In [1]:
import os

from minio import Minio
from minio.error import S3Error

import mlflow
from mlflow.tracking import MlflowClient
import mlflow.pytorch

import torch

In [2]:
from dotenv import load_dotenv
load_dotenv()

# Set up MLflow tracking URI and MinIO configuration
MLFLOW_TRACKING_URI = os.getenv('MLFLOW_REMOTE_SERVER_URI')
MLFLOW_S3_ENDPOINT_URL = f"https://{os.getenv('REMOTE_MLFLOW_STORAGE_URI')}"
AWS_ACCESS_KEY_ID = os.getenv('NEW_USER_USERNAME')
AWS_SECRET_ACCESS_KEY = os.getenv('NEW_USER_PASSWORD')
REMOTE_MLFLOW_STORAGE_URI = os.getenv('REMOTE_MLFLOW_STORAGE_URI')

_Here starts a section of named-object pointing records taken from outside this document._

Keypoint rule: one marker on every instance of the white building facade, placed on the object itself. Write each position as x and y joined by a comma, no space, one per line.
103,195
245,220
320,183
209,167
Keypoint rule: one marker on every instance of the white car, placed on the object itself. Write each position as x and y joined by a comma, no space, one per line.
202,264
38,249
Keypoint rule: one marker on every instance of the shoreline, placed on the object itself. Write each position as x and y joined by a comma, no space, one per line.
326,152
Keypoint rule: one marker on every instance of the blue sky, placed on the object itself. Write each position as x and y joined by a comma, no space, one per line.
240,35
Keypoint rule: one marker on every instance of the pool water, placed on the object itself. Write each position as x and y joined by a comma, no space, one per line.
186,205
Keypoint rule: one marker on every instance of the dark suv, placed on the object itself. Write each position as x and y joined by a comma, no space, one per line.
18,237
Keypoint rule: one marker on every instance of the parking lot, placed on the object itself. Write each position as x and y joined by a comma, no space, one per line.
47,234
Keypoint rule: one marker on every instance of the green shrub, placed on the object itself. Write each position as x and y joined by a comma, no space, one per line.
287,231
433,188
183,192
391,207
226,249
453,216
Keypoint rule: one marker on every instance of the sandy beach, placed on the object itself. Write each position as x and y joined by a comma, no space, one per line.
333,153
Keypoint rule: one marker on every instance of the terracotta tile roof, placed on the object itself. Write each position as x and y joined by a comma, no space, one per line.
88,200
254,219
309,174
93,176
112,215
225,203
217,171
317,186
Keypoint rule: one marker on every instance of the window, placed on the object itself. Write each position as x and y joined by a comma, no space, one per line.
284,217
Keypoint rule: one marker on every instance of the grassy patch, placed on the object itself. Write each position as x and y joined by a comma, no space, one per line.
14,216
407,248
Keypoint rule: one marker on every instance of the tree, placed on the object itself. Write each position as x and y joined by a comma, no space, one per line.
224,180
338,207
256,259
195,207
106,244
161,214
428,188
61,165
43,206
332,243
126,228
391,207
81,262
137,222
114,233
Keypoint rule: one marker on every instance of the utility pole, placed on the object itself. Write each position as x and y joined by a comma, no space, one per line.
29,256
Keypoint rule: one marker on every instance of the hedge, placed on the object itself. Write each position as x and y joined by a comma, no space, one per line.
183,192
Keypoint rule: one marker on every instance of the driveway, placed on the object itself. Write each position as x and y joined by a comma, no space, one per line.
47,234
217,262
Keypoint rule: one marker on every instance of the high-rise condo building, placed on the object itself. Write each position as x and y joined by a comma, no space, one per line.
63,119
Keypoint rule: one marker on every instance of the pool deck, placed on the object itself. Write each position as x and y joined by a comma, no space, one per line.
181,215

os.environ['MLFLOW_TRACKING_URI'] = MLFLOW_TRACKING_URI
os.environ['MLFLOW_S3_ENDPOINT_URL'] = MLFLOW_S3_ENDPOINT_URL
os.environ['AWS_ACCESS_KEY_ID'] = AWS_ACCESS_KEY_ID
os.environ['AWS_SECRET_ACCESS_KEY'] = AWS_SECRET_ACCESS_KEY
os.environ['MLFLOW_S3_IGNORE_TLS'] = 'false'

mlflow_client = MlflowClient()

In [3]:
# Set up MinIO client
minio_client = Minio(
    endpoint=REMOTE_MLFLOW_STORAGE_URI,
    access_key=AWS_ACCESS_KEY_ID,
    secret_key=AWS_SECRET_ACCESS_KEY,
    secure=True
)

# List objects in the bucket
bucket_name = "mlflowbucket"
# prefix = "mlflow/"
prefix = ""
try:
    objects = minio_client.list_objects(bucket_name, prefix=prefix, recursive=True)
    for obj in objects:
        print(obj.object_name)
except S3Error as e:
    print("Error occurred:", e)

21228c06f6b643938b156510312de1a5/artifacts/classification_report.txt
21228c06f6b643938b156510312de1a5/artifacts/model/MLmodel
21228c06f6b643938b156510312de1a5/artifacts/model/conda.yaml
21228c06f6b643938b156510312de1a5/artifacts/model/data/model.pth
21228c06f6b643938b156510312de1a5/artifacts/model/data/pickle_module_info.txt
21228c06f6b643938b156510312de1a5/artifacts/model/python_env.yaml
21228c06f6b643938b156510312de1a5/artifacts/model/requirements.txt
57cedbcc86d3444fa3c079443bfeec7c/artifacts/classification_report.txt
57cedbcc86d3444fa3c079443bfeec7c/artifacts/model/MLmodel
57cedbcc86d3444fa3c079443bfeec7c/artifacts/model/conda.yaml
57cedbcc86d3444fa3c079443bfeec7c/artifacts/model/data/model.pth
57cedbcc86d3444fa3c079443bfeec7c/artifacts/model/data/pickle_module_info.txt
57cedbcc86d3444fa3c079443bfeec7c/artifacts/model/python_env.yaml
57cedbcc86d3444fa3c079443bfeec7c/artifacts/model/requirements.txt
6fed7bbe04d14e9aa4ffbce4b48a56e8/artifacts/model/MLmodel
6fed7bbe04d14e9aa4ffbce4b48

In [4]:
# List experiments
experiments = mlflow.search_experiments()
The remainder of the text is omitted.